Watkins ilustra esto último de modo jocoso: imagina dos cadenas de televisión en plena Comuna: Televisión Versalles, voz de los conservadores, y Antena de la Comuna, con reportajes en directo desde las trincheras proletarias. Alarma, paranoia y tremendismo en la cobertura de los primeros; entusiasmo revolucionario y paulatino desencanto de los reporteros simpatizantes ante el súbito espíritu censor de los insurgentes. En un vuelco vertiginoso, Watkins evoca los métodos actuales de CNN desde la perspectiva de 1871, y con ello las trampas de la globalización, la transformación de los bienes culturales en mercancías, la situación del cine y las dificultades de una expresión artística independiente (de lo cual su propia cinta es ejemplo contundente), y la urgencia de una respuesta cultural que paralelamente se conciba como resistencia política. La comuna. París 1871 fue coproducida por la televisora Arte en Francia, pero exhibida una sola vez durante la madrugada.
Segunda lección política en el Festival de Toronto. Un veterano del cine francés, Eric Rohmer, sacude con maestría las certidumbres y perezas de académicos y politólogos. Su película La inglesa y el duque suscita una enorme polémica al presentar la Revolución Francesa desde el punto de vista de una de sus víctimas, la aristócrata escocesa Grace Elliott (Lucy Russell), antigua amante del duque Philippe de Orleans, atrapada en el París de la gran revancha jacobina.

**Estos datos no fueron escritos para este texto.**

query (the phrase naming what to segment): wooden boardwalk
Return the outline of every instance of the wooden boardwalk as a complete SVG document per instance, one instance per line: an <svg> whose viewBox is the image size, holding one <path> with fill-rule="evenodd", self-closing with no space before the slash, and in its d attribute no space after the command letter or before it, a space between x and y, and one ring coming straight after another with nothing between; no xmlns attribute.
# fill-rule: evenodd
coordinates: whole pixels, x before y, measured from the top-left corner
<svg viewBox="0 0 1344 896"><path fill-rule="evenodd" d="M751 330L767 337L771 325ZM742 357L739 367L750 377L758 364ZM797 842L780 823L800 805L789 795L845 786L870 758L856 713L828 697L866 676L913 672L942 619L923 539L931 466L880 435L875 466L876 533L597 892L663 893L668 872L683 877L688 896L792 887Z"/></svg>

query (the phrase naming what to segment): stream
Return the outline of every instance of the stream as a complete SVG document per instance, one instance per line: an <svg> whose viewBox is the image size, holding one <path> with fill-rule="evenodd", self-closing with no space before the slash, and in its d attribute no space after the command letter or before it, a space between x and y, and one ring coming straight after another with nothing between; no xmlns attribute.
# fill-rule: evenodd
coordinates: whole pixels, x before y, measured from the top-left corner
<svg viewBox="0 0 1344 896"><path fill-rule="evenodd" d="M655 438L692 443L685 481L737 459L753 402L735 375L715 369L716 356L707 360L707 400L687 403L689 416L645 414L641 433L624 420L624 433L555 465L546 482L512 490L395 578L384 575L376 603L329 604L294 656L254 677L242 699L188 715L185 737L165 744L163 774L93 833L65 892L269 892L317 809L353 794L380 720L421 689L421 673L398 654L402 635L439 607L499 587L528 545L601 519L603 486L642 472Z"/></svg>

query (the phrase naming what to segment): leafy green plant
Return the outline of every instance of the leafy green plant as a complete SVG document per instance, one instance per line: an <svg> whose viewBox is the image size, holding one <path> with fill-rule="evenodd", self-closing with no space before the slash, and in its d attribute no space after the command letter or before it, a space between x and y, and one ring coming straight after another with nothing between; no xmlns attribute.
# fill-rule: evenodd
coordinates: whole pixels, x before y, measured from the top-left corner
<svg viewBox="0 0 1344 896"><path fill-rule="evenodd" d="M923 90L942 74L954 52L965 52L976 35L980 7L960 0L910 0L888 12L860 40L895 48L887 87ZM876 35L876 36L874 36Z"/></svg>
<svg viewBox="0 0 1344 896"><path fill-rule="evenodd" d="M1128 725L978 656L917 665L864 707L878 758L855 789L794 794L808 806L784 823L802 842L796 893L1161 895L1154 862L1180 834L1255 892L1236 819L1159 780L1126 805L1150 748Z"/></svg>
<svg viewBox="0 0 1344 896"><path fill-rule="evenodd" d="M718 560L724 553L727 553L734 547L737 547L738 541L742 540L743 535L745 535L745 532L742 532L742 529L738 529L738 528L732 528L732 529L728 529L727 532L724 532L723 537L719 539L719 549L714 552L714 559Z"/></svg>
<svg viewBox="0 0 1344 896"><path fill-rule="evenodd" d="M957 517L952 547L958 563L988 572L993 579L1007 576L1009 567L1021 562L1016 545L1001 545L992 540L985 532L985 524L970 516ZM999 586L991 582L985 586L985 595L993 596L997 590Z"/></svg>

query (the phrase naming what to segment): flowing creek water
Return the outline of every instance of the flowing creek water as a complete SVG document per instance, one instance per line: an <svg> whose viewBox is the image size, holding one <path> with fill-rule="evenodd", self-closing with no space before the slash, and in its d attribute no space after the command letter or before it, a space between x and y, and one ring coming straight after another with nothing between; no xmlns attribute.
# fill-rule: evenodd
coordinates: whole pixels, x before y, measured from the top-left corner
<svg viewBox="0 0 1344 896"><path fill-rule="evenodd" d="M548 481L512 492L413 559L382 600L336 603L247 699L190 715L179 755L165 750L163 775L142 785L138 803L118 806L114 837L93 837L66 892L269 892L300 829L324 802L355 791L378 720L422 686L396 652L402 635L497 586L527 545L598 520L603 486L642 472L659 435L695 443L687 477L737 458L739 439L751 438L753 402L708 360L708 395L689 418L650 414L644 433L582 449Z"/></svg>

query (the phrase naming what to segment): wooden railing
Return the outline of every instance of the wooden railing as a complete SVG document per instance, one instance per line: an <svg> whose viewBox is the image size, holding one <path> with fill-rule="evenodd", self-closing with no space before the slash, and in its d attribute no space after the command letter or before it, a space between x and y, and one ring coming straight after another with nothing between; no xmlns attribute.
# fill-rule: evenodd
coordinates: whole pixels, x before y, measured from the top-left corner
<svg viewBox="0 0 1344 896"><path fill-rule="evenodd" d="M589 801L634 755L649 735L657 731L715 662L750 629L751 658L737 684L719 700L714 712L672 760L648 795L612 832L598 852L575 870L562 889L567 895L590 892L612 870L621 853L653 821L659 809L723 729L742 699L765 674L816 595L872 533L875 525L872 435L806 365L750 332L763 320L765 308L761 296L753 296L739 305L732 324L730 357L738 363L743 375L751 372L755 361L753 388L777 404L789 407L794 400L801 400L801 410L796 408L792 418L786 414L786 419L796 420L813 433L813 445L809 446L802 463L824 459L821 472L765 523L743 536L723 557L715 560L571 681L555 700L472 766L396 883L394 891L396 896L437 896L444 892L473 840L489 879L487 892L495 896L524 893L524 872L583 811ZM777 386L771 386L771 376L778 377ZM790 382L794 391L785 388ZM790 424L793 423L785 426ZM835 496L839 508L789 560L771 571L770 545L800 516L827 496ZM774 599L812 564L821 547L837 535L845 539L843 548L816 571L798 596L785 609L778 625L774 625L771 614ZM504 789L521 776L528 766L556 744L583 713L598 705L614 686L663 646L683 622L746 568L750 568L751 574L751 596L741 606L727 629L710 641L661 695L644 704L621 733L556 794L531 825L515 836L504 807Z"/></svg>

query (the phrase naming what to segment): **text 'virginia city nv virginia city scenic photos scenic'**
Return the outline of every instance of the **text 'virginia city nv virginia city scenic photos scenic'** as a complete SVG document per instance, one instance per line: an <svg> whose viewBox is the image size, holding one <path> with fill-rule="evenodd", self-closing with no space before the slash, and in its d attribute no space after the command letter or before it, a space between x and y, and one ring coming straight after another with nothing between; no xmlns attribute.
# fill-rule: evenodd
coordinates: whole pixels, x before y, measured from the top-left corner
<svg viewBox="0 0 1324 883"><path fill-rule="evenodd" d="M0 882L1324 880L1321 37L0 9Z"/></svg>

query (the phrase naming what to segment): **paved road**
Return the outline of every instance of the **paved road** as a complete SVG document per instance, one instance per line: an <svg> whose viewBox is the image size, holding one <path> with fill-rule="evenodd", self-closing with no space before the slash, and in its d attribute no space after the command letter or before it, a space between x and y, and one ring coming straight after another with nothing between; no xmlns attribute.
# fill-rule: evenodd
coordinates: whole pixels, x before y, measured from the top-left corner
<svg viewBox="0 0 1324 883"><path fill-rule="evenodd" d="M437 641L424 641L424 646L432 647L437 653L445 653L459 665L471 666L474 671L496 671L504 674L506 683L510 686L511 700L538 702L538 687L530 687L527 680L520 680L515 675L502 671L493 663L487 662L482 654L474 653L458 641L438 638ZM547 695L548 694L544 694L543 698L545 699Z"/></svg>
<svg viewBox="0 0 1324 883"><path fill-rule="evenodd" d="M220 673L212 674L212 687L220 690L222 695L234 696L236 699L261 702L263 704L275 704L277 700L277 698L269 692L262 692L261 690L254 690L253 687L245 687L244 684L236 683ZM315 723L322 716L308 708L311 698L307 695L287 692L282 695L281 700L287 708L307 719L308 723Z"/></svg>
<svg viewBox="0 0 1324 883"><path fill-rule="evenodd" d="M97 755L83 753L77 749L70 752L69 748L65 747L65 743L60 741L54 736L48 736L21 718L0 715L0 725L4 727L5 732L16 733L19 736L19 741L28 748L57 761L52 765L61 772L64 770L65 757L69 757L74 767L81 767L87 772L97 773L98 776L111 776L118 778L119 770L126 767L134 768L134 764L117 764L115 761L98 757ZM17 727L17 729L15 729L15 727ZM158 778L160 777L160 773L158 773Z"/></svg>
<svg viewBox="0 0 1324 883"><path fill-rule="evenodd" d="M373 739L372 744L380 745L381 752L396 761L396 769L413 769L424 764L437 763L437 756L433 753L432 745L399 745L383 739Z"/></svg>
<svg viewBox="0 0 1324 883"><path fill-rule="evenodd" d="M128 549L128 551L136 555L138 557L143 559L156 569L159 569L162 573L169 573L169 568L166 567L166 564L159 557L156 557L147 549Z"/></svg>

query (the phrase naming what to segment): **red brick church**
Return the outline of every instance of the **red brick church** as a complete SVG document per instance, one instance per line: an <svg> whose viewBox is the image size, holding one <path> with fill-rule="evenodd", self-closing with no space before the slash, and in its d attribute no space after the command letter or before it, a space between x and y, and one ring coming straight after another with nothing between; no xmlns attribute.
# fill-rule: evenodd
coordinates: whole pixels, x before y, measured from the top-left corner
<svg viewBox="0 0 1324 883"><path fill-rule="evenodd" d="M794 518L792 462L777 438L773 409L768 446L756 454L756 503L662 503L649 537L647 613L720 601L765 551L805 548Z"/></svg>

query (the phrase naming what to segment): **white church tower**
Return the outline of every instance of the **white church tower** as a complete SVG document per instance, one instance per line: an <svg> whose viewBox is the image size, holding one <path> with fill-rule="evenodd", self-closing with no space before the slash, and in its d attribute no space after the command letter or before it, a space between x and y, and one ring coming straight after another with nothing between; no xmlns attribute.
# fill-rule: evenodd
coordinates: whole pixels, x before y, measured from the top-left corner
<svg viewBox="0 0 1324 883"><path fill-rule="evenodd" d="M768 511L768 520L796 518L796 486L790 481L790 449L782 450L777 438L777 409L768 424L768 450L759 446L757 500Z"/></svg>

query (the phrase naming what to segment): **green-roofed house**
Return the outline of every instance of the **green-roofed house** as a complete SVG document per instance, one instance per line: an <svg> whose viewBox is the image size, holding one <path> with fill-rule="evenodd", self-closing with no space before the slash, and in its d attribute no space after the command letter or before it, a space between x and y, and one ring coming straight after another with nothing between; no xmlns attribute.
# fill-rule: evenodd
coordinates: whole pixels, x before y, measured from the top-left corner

La cinta se inspira en las Memorias de Elliott y explora con el recurso de la cámara digital, efectos especiales y espléndidos decorados virtuales la vida cotidiana en París en el periodo del Terror y las múltiples estrategias de la aristocracia para escapar a la guillotina.
Ante la imposibilidad de reconstruir de modo convincente el París de los sans-culottes, la Plaza Luis XV, luego llamada de la Revolución, hoy Concordia, Eric Rohmer elige, en una vertiente distinta a la de Watkins, un artificio más radical aún: decorados pintados, estampas de época que pronto devienen fondo casi mágico para la acción de los personajes. En realidad la cinta es primordialmente discursiva, muy dialogada y, como La comuna, muy crítica frente al tema que aborda. En ambas cintas la tentación del totalitarismo es una preocupación central, pero más allá de esta reflexión histórica las dos obras ilustran un modo muy inventivo y libre de hacer cine en un tiempo en que las nociones de eficacia y rentabilidad deciden, o frustran, los empeños de numerosos cineastas.
Cuando en el Festival de Toronto se exhibían estas dos cintas, la tragedia de los atentados terroristas puso de nuevo en primerísimo plano la función social de los medios y provocó discusiones muy vivas sobre el terror y la revancha, la violencia verbal y la manipulación política. Esto hizo que las obras de Watkins y Rohmer cobraran relevancia particular en un conjunto notable de producciones internacionales.